Is Tube Archivist intended to eventually be monetized?
Not the core project itself, but I do have some ideas of additional services around it to overcome some inherent limitations of the concept. But that’s just in some early tinkering stages at the moment.
Have you ever experienced burnout? How did you deal with it?
From time to time, I’ll write in the Discord and on my GitHub profile, that I’ll be on holidays and won’t be replying. I’m usually not actually on holidays, like on a beach somewhere, more of a holiday from notifications. So whenever I feel overwhelmed or when I get unreasonably irritated, I’ll take a step away. So far that has been enough to keep my mental health intact.
I’m also lucky, I have an excellent group of people helping out on Discord and on GitHub. That takes a lot of pressure away from me. When people have questions or experience an issue, most of the time there is somebody there who can assist, then I can still join in if need be to verify a bug for example, or for some more complicated problems.
If you plan to continue developing Tube Archivist, where do you see the project heading next?
This project is now a little over one year old, v0.0.1 was Sep 15, 2021, so even though this project is very young, we have a good amount of users. But the rapid growth is not necessarily a good thing only, I’ll take some time to focus on things I know I should have done from the beginning, rewrite some code that through adding new features became hard to understand and unnecessarily entangled, and fix some other architectural problems I couldn’t foresee when I first posted this on Reddit a bit more than a year ago as a little portfolio project. These are all fixable things, and will help set this project up for long term success.
What motivates you to continue contributing to Tube Archivist?
I use it all the time, it has basically replaced YouTube for me for my regular viewing of my subscriptions. I do go back sometimes, to search for something specific, or whenever I want to discover something new. But every improvement I make on Tube Archivist, I benefit the most. Things become a bit different when implementing some feature request that I wouldn’t want to use myself, but usually if I see the use case for others, I’m happy to assist and merge a pull request.
Are there any other projects besides Tube Archivist that you’re working on?
I have a Raspberry Pi on our balcony that functions as a little air quality and weather measurement station, collecting data and sending it to a web server to store, analyze and display current and past values. That’s a personal project, not really reusable for others, but that was a great project to learn some data analysis fundamentals, I still do some minor improvements here and there on this one.

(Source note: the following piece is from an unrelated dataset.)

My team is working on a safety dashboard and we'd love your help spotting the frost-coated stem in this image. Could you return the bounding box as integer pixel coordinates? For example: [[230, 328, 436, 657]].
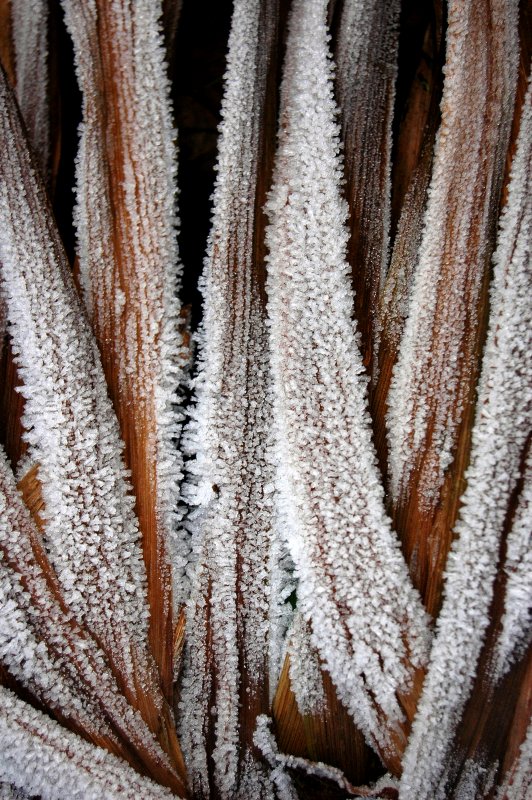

Then there is also tilefy.me [link], a small docker container that dynamically creates customizable PNG tiles with project statistics like your Github Stars or your Docker pulls, basically anything that’s accessible over a public API. That’s inspired by GitHub badges, but more customizable with your branding, logo, font and color scheme. A little bit silly, I know, but it’s working quite well. I may be the only person using it. Sometimes you need to enjoy life with a whimsical distraction like that.
Do you have any suggestions for someone trying to make their first contribution to an open-source project?
Just do it. To start is probably the most difficult step. Usually developers and maintainers are happy to help to get you started in finding your way around the code base. I think most people overestimate the level of proficiency needed to be useful in a project. Plus besides coding, there are a lot of things you could be helping with, from triaging issues, helping people on Discord. You may or may not be surprised, but the same issues will come up over and over, if somebody like you can be the friendly reception person, directing folks to the documentation pages, this frees up valuable head space for others.